The Williams Companies, Inc.
Williams Communications Group, Inc.
Secretary, U.S. Securities and Exchange Commission
450 Fifth Street, N.W.
Washington, D.C. 20549-0609
Re: SEC Proposed Rule for Audit Committee Disclosure, File No. S7-22-99
Dear Mr. Katz:
I am writing on behalf of The Williams Companies, Inc. and Williams Communications Group, Inc., each of which is a public company whose common shares are listed on the New York Stock Exchange. We appreciate this opportunity to comment on the Commission's proposal to require additional disclosure related to audit committees.
While we support the Commission's goal of enhancing the reliability and credibility of financial statements of public companies, we are concerned that several of the proposals may have the practical effect of subjecting audit committee members to an increased risk of litigation and personal liability and therefore of discouraging qualified individuals from accepting or continuing appointments to audit committees.

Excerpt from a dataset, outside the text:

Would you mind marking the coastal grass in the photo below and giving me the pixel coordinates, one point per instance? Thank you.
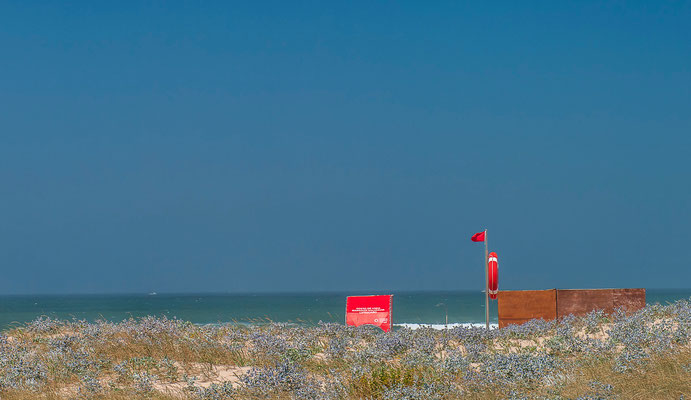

To the extent potential members of audit committees are discouraged from accepting such assignments, the net result will be detrimental to the goal of enhancing the reliability of credibility of financial statements.
The Audit Committee Report
We believe that the "negative assurance" requirement of proposed Item 306(a)(4), particularly when taken together with the NYSE's proposed financial literacy requirements, will be argued by litigious plaintiffs to have raised the responsibility of audit committee members for the integrity of a company's financial statements to that of experts on a par with the responsibility of company management and outside auditors. We do not believe that audit committee members should be put in a position where they could be charged with this level of responsibility. We also believe that only a company's management and its outside auditors have the requisite in-depth understanding of the company's financial situation and accounting expertise to fulfill this kind of responsibility.
The Audit Committee Charter
We believe that developing an audit committee charter can be a helpful means for an audit committee to establish a set of goals and priorities for conducting the work of the committee, including its expectations of how company management and the outside auditors will work with the committee in assuring the integrity of the company's financial statements and reporting systems. We also believe, however, that the practical effect of proposed Item 7(e)(3) may be argued by litigious plaintiffs to elevate the charter to the status of a legal commitment compliance with which would have to be defended in court. This would particularly be the case were there to be a requirement to disclose any failure to comply with the charter. We submit that as a consequence the proposal will drive committees either not to establish a charter or to devise one that is as generic as possible.
We note that in making its proposal the Commission has stated that it does not intend for the proposal to subject companies or their directors to increased exposure to liability under the federal securities laws or to create new fiduciary standards for directors under state corporation law. We do not believe, however, that the proposed safe harbor goes far enough to implement this statement of intention.
With the safe harbor limited to some but not all of the new disclosure requirements, we believe that there will inevitably be litigation over the proper interpretation of those provisions not included within the safe harbor. We therefore suggest that the safe harbor include all of the new disclosures. We also suggest that the Commission's intention would be furthered by including the statement of intent within the new rules themselves instead of only in the accompanying release. Finally, we believe that it would be appropriate for the Commission to make violations of the new rules subject only to enforcement action by the Commission but not to private actions.